Diagnostic Reasoning and Advanced Physical Assessment

Module 4 Case Study

K.H. is a 16 year old male who presents to your exam room with recurrent episodes of dyspnea. His mother is with him and reports he has been in his usual good health until this past fall football season ( 4 months ago), when she noticed him wheezing after activities. Usually the wheezing would resolve spontaneously after a couple of minutes of rest. When you ask K.H. how often he feels SOB, he states it has gotten worse and now even walking up a flight of steps causes wheezing and coughing. He also admits to increased fatigue with decreased exercise tolerance.

PMH: Croup as an infant. Recurrent URIs as a child.

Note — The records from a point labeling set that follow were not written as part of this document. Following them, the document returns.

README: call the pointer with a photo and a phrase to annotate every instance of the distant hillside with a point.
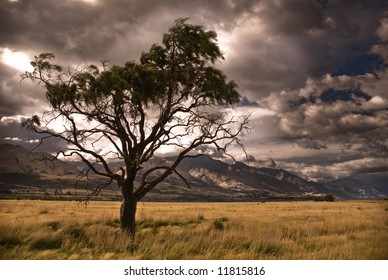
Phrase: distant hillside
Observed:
(36, 174)
(16, 159)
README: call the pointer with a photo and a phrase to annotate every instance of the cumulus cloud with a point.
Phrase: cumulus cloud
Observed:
(283, 55)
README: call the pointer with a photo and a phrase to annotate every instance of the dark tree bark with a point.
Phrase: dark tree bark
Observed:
(173, 98)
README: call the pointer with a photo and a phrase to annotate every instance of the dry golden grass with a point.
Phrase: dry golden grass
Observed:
(272, 230)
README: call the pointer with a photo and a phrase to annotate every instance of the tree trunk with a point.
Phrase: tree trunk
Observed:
(128, 215)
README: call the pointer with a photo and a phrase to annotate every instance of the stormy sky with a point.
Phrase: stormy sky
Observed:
(313, 73)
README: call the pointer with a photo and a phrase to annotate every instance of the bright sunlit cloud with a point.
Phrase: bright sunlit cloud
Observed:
(15, 59)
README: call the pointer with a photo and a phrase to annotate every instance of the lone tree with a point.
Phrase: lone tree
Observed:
(174, 97)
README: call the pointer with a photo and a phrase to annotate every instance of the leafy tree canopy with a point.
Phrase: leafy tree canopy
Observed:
(170, 98)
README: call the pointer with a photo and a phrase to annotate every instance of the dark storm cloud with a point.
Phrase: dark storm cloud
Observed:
(282, 54)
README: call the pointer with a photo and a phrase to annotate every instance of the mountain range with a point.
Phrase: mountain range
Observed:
(38, 174)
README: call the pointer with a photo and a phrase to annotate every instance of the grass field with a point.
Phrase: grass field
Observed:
(272, 230)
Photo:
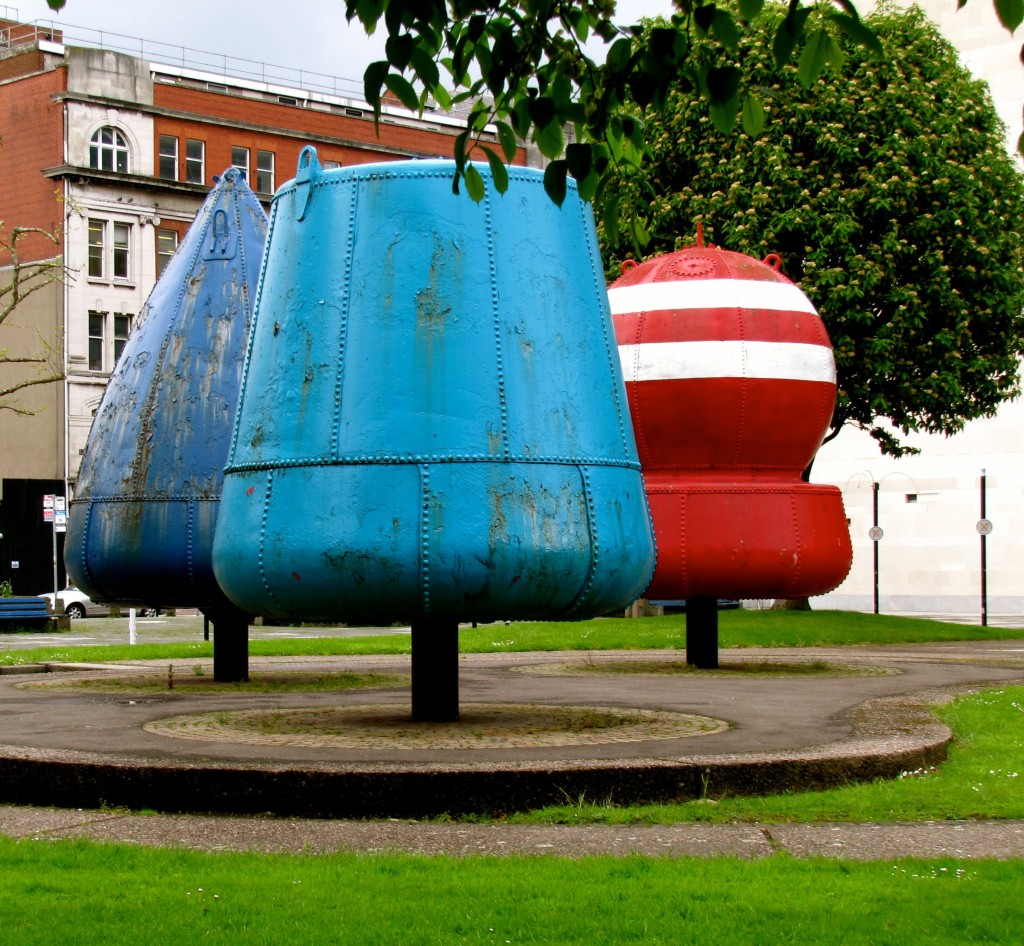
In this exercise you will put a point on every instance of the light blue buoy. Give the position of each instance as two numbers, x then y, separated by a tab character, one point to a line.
141	523
433	425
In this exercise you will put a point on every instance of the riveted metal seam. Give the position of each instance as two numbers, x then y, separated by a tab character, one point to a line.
137	476
189	543
588	584
85	543
343	329
252	335
496	315
417	459
607	333
797	542
142	498
261	562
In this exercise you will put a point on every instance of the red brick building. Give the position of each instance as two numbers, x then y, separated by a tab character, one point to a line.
114	155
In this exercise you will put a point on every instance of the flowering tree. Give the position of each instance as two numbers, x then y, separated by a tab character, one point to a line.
894	205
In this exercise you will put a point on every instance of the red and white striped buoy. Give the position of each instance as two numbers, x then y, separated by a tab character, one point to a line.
731	383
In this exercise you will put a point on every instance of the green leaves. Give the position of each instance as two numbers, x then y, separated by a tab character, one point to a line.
819	50
893	205
753	116
521	67
1011	12
723	96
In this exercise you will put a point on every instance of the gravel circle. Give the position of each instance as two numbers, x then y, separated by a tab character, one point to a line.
481	726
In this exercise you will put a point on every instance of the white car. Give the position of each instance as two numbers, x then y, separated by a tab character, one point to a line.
77	603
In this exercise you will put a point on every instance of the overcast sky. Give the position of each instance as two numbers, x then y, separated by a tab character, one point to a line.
310	35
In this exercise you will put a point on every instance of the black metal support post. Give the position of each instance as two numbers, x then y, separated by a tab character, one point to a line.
875	520
230	643
435	671
983	531
701	632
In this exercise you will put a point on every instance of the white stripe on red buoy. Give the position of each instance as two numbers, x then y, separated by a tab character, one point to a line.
677	360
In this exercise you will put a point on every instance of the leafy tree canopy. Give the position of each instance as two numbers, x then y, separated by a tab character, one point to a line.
893	203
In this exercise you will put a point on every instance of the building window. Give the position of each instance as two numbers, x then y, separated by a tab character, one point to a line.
96	254
167	243
110	250
102	358
122	329
264	172
122	247
195	161
168	157
240	160
109	151
97	321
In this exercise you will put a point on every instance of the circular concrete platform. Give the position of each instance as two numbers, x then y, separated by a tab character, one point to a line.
735	733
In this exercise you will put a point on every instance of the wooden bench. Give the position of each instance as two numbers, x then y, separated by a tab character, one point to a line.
30	613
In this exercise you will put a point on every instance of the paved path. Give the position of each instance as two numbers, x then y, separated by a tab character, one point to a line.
960	840
870	721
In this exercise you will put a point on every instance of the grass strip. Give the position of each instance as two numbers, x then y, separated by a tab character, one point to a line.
121	896
982	778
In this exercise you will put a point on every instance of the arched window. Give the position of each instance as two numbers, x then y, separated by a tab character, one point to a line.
109	151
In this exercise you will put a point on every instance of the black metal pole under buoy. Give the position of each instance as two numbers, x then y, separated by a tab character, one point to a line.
701	632
435	671
230	643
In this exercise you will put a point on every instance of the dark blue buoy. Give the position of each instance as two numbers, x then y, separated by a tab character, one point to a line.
141	523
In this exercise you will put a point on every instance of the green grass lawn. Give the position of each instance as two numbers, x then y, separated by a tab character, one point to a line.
111	895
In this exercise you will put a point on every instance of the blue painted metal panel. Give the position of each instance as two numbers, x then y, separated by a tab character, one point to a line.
141	523
432	422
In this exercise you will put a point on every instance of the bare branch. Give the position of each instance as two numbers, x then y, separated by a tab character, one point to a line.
28	277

Immunizations are Up To Date.

Surgical History includes PE tubes at age 3 for chronic OTM (Otitis Media)

Medications: None                                                                         Allergies: Amoxicillin (hives)

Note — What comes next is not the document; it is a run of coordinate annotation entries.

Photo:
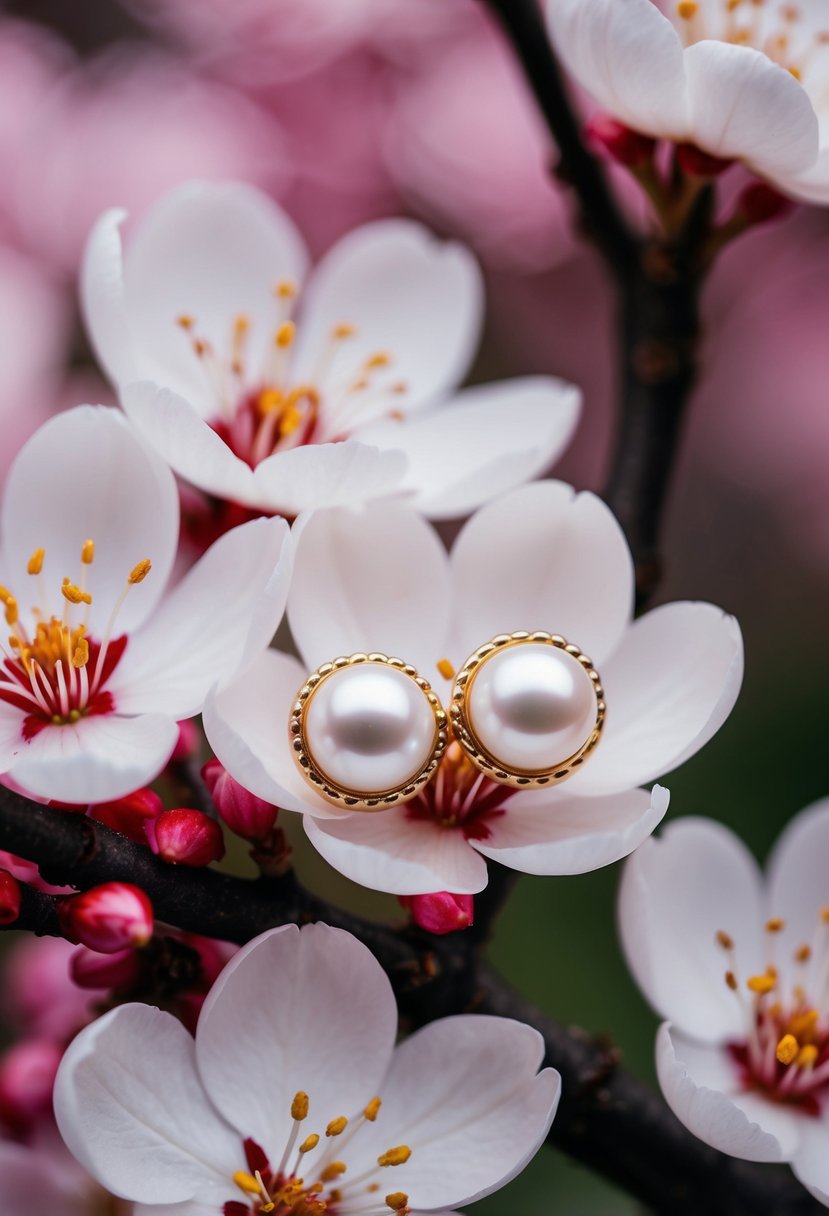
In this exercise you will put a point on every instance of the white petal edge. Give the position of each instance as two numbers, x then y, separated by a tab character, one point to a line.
543	834
295	1009
677	891
709	1113
484	443
390	851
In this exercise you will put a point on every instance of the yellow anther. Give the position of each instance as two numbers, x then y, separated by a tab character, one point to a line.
285	335
398	1155
247	1183
75	595
333	1171
140	572
760	984
787	1048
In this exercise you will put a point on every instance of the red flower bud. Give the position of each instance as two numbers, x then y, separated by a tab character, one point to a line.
128	815
27	1076
108	918
187	743
698	163
89	969
186	838
759	203
440	912
10	898
626	146
242	811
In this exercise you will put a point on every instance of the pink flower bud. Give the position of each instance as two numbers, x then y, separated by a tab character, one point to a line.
187	742
10	898
624	145
27	1075
440	912
108	918
698	163
243	812
128	815
759	203
89	969
186	838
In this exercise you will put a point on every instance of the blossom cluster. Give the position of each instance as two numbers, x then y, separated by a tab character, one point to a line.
299	573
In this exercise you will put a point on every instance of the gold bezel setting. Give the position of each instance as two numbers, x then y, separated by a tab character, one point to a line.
303	753
464	732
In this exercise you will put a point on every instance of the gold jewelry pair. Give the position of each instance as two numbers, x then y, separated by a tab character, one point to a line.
367	732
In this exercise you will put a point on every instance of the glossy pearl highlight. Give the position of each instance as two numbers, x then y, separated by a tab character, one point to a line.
370	728
531	707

SH: Breast fed x 6 month. Normal Developmental Milestones.Currently in grade 10 at local high school. Active in sports (football, baseball) Grades: As and Bs. + Smoking 3-4 cigs per day x 1 year. Neg for ETOH (alcohol)

Denies illegal drugs. Lives at home with both parents and sister

FH: Mother living @ age 36 with Hypertension and Hypothyroidism – Asthma, – Pneumonia – Smoking

       Father living @ age 40 with GERDS -Asthma -Pneumonia + Smoking 1 ppd x 10 years

       Siblings: 1 Sister age 13 with recurrent URIs

ROS:

General: No weight changes, fever, chills

Head: No trauma, headaches, hair loss

EENT: No vision changes, earaches, no hearing loss, no congestion, nosebleeds, sore throat or hoarseness

Neck: No dysphagia, swollen glands or stiffness

PUL: + SOB, + Wheezing, + Cough No sputum or sneezing

CAR: + chest pain, worse with deep breaths, No palpitations, swelling. Sleeping sitting up x 1 week.

GI: Not eating well x 1 week. No N/V/D/ Constipation

GU: No urinary frequency, pain or incontinence, or discharge

PVD: No leg pains, numbness or tingling

HEME: No bruising or bleeding

PSYCH: Alert, Oriented, Cooperative. Appropriate thought content and process.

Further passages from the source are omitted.